Sowohl in der israelischen als auch in der palästinensischen Gesellschaft herrscht häufig die Auffassung, dass Israel als Antwort auf den Holocaust entstanden ist. Historische Forschungen haben gezeigt, dass dem nicht so ist. Der israelische Holocaust-Historiker Yehuda Bauer spricht von einem indirekten Zusammenhang: Die Bestrebung des Zionismus war es schon Ende des 19. Jahrhunderts, einen jüdischen Staat in Palästina zu errichten. Die Überlebenden bildeten zwar ein zentrales Element bei der Erlangung der Unabhängigkeit, doch der Holocaust gefährdete den Kampf um den eigenen Staat auch, da er das Hauptreservoir einer jüdischen Massenemigration aus Osteuropa nach Palästina vernichtete. Der Staat Israel wurde also nicht wegen, sondern trotz des Holocaust gegründet.

Ein Drittel der Kämp­fe­r:in­nen im israelischen Unabhängigkeitskrieg 1948 hatten die Gräuel in Europa überlebt und waren erst vor Kurzem in das Mandatsgebiet Palästina eingewandert – oft illegal und unter Lebensgefahr. Viele von ihnen kämpften um eine nationale Heimstätte, in der sich jüdische Menschen sicher fühlen können. Aber meine Diskussion mit Khaled ist kein Gespräch zwischen Historiker:innen. Viel gewichtiger als Tatsachen sind die Emotionen, die mit historischen Ereignissen in Verbindung gebracht werden.

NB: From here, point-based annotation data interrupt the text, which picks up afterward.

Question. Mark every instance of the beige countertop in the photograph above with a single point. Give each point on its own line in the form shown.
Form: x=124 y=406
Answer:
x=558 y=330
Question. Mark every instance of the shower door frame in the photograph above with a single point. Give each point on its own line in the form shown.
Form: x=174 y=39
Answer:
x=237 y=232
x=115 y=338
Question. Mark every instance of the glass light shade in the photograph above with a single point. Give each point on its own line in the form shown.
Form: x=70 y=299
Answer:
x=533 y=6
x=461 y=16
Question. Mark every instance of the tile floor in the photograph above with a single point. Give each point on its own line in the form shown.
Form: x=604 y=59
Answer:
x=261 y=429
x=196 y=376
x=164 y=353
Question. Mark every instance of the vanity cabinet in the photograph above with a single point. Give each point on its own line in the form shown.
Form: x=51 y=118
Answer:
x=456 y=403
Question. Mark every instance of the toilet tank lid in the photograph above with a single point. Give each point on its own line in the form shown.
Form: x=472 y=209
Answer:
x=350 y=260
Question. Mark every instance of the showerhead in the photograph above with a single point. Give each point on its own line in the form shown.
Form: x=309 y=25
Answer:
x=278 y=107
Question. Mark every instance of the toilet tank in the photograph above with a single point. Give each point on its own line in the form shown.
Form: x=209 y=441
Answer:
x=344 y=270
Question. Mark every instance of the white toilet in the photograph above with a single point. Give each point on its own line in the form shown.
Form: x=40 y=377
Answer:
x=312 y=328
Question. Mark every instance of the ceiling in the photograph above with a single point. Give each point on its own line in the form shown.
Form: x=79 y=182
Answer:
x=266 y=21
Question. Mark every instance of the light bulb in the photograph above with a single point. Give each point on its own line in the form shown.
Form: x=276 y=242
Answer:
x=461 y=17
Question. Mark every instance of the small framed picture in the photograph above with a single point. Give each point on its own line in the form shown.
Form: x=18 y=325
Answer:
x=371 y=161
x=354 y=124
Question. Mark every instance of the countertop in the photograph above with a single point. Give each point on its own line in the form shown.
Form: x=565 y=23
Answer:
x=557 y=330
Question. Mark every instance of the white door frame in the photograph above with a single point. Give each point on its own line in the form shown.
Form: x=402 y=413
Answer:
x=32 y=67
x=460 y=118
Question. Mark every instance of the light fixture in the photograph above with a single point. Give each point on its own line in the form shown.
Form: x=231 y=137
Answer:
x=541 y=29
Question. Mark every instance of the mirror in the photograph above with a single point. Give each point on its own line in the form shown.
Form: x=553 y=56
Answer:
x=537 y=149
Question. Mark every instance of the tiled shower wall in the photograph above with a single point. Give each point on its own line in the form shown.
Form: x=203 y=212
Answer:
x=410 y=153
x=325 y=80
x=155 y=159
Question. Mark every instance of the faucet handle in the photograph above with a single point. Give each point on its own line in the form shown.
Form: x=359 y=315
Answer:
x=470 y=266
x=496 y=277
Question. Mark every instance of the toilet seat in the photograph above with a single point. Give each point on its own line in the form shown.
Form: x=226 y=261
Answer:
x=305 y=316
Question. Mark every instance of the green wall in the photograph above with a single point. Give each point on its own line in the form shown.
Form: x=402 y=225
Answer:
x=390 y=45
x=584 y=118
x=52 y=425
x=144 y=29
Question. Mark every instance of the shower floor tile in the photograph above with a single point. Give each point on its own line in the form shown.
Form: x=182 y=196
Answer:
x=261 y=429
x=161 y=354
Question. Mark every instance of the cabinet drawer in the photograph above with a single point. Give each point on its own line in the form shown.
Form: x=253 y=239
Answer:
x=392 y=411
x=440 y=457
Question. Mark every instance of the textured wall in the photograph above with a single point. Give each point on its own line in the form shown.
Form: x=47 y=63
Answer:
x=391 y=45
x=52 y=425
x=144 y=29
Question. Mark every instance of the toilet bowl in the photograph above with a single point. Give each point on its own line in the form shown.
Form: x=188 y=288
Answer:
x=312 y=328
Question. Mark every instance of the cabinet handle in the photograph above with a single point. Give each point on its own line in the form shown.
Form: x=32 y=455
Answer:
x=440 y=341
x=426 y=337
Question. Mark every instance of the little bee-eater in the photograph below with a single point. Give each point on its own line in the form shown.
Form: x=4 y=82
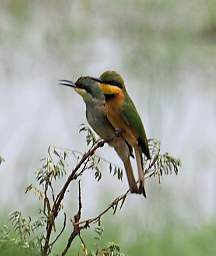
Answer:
x=96 y=113
x=122 y=114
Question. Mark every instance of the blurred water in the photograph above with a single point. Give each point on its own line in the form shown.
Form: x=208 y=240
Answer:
x=172 y=82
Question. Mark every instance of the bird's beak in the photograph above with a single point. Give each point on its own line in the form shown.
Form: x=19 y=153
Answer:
x=109 y=89
x=67 y=83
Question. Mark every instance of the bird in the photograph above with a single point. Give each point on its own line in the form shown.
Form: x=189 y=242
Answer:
x=122 y=114
x=96 y=114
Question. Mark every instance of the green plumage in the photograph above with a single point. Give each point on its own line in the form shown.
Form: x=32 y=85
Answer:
x=131 y=116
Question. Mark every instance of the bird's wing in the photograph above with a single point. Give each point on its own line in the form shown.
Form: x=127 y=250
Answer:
x=132 y=118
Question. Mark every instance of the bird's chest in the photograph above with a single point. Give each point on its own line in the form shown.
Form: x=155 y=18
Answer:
x=97 y=118
x=117 y=119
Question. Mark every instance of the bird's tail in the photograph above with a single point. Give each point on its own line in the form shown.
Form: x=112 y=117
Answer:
x=130 y=176
x=139 y=161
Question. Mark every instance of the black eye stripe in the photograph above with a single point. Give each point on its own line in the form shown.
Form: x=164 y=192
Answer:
x=115 y=83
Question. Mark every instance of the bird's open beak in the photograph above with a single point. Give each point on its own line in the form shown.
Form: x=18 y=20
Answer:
x=67 y=83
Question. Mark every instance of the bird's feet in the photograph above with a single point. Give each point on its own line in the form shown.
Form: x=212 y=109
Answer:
x=142 y=188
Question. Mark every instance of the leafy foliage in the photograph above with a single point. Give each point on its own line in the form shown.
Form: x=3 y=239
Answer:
x=40 y=234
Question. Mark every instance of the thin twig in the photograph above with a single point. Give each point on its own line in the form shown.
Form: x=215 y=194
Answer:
x=62 y=230
x=76 y=229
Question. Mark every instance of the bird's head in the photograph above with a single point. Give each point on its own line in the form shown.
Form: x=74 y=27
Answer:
x=111 y=83
x=87 y=87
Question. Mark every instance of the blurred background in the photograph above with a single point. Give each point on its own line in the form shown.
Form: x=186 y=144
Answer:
x=166 y=52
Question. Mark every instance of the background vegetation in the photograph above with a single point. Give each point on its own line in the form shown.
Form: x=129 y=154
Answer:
x=166 y=52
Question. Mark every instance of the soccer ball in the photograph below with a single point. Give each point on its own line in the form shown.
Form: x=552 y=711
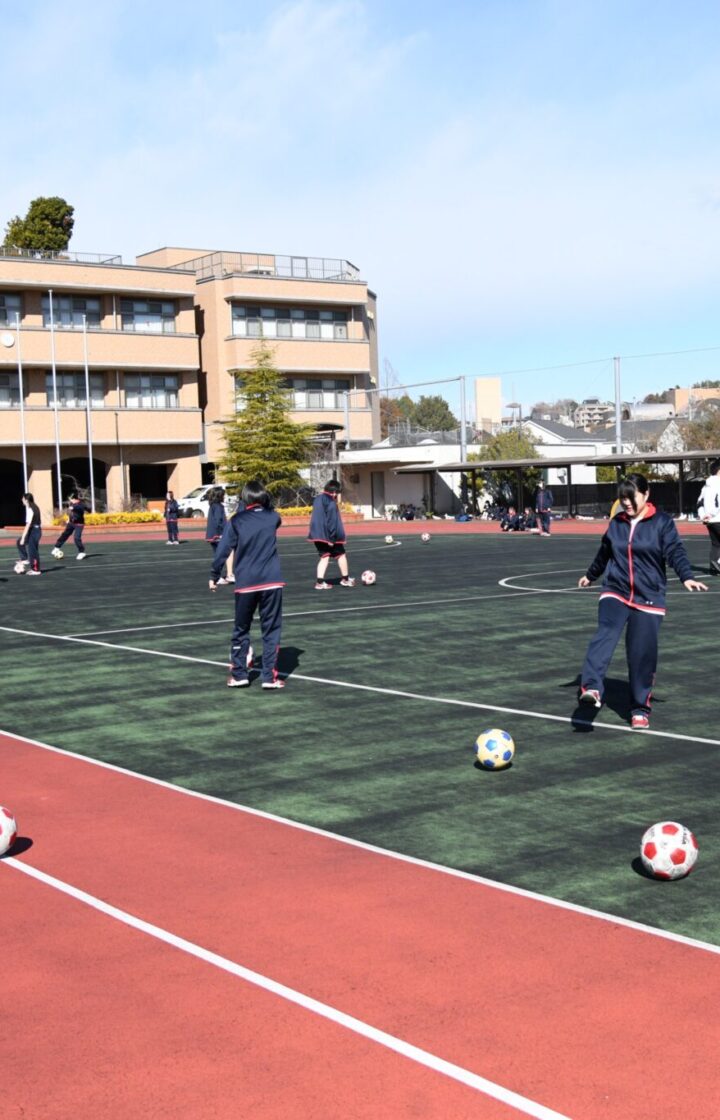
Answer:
x=669 y=850
x=8 y=830
x=494 y=748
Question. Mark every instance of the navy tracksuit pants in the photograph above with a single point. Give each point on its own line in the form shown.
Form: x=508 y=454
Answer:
x=269 y=606
x=642 y=631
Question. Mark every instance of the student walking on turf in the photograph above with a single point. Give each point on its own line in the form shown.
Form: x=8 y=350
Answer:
x=29 y=540
x=252 y=535
x=543 y=505
x=216 y=522
x=638 y=542
x=327 y=533
x=709 y=513
x=171 y=513
x=74 y=526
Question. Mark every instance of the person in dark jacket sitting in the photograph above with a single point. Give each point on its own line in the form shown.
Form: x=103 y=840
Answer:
x=251 y=534
x=511 y=522
x=638 y=542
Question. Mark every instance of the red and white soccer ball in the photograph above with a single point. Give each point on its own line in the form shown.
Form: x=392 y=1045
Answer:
x=669 y=850
x=8 y=830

„Die Nakba geht immer weiter“, sagen meine palästinensischen Freun­d:in­nen oft und meinen damit nicht nur den historischen Schmerz der Vertreibung und die Sehnsucht nach Gerechtigkeit, sondern die anhaltende Unterdrückung ihres Volkes durch Israel. Die Machtasymmetrie zwischen den zwei Seiten, jüdischen Israelis und Palästinenser:innen, ist aus meinem Gespräch mit Khaled nicht wegzudenken.

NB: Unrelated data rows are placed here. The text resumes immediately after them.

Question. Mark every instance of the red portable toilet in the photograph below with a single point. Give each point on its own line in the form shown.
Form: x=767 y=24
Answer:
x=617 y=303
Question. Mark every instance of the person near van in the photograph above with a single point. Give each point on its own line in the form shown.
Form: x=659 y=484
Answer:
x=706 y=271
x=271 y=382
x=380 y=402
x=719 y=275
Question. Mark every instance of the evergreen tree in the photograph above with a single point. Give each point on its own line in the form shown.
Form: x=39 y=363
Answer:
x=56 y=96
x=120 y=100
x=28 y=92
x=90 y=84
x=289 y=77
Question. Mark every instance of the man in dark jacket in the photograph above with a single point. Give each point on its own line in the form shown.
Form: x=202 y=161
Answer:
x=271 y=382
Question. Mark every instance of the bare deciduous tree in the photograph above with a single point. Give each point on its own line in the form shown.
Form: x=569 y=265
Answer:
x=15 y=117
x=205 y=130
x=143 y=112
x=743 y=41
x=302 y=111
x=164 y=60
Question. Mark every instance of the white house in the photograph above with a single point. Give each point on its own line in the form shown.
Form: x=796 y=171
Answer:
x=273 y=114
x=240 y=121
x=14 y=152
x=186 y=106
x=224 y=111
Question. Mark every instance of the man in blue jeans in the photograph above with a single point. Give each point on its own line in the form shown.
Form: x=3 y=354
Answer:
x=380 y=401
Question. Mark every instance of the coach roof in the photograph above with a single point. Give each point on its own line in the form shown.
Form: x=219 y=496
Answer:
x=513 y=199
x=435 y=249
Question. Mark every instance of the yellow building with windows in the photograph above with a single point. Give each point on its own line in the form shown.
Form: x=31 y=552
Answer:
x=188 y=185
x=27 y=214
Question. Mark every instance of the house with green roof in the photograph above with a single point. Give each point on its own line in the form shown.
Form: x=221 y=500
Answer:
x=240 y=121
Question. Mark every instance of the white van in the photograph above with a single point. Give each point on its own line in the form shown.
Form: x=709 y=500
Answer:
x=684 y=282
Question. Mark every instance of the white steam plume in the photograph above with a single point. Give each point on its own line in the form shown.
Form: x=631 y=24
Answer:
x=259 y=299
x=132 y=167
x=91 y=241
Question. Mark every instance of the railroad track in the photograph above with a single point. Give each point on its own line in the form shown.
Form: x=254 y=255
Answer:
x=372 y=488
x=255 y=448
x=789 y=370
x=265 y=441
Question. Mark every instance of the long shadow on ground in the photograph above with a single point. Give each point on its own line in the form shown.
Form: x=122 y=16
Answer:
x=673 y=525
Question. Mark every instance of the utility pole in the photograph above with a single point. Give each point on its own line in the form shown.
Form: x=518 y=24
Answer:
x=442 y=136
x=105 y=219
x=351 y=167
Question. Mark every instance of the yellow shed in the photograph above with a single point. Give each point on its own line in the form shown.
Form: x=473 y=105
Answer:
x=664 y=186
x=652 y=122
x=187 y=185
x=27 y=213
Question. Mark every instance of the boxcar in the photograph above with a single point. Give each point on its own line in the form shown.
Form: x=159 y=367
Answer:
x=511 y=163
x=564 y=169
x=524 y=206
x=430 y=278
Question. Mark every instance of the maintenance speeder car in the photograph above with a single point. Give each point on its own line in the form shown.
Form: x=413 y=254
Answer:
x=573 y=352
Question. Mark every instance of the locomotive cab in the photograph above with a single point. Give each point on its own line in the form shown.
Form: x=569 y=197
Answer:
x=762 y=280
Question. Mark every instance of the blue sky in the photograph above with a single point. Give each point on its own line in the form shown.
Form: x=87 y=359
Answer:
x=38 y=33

Das israelische und das palästinensische Narrativ sind unvereinbar. Gemeinsam ist ihnen die Leugnung des Schmerzes auf der jeweils anderen Seite.

Warum Empathie?

Aus palästinensischer Sicht ist es schwierig, Empathie für das Leiden der Gegenseite zu empfinden, das Jahrzehnte in der Vergangenheit liegt, während sie selbst in der Gegenwart tägliches Leid erfahren. Khaled hält Holocaust-Pädagogik in palästinensischen Schulen für überflüssig, solange jüdische Israelis nicht das Leid seines Volkes anerkennen wollen. „Warum sollte ich Empathie für die Besatzer empfinden, die mich seit Jahrzehnten unterdrücken, für die wir gar keine Menschen sind?“, fragt er mich auf der Dachterrasse.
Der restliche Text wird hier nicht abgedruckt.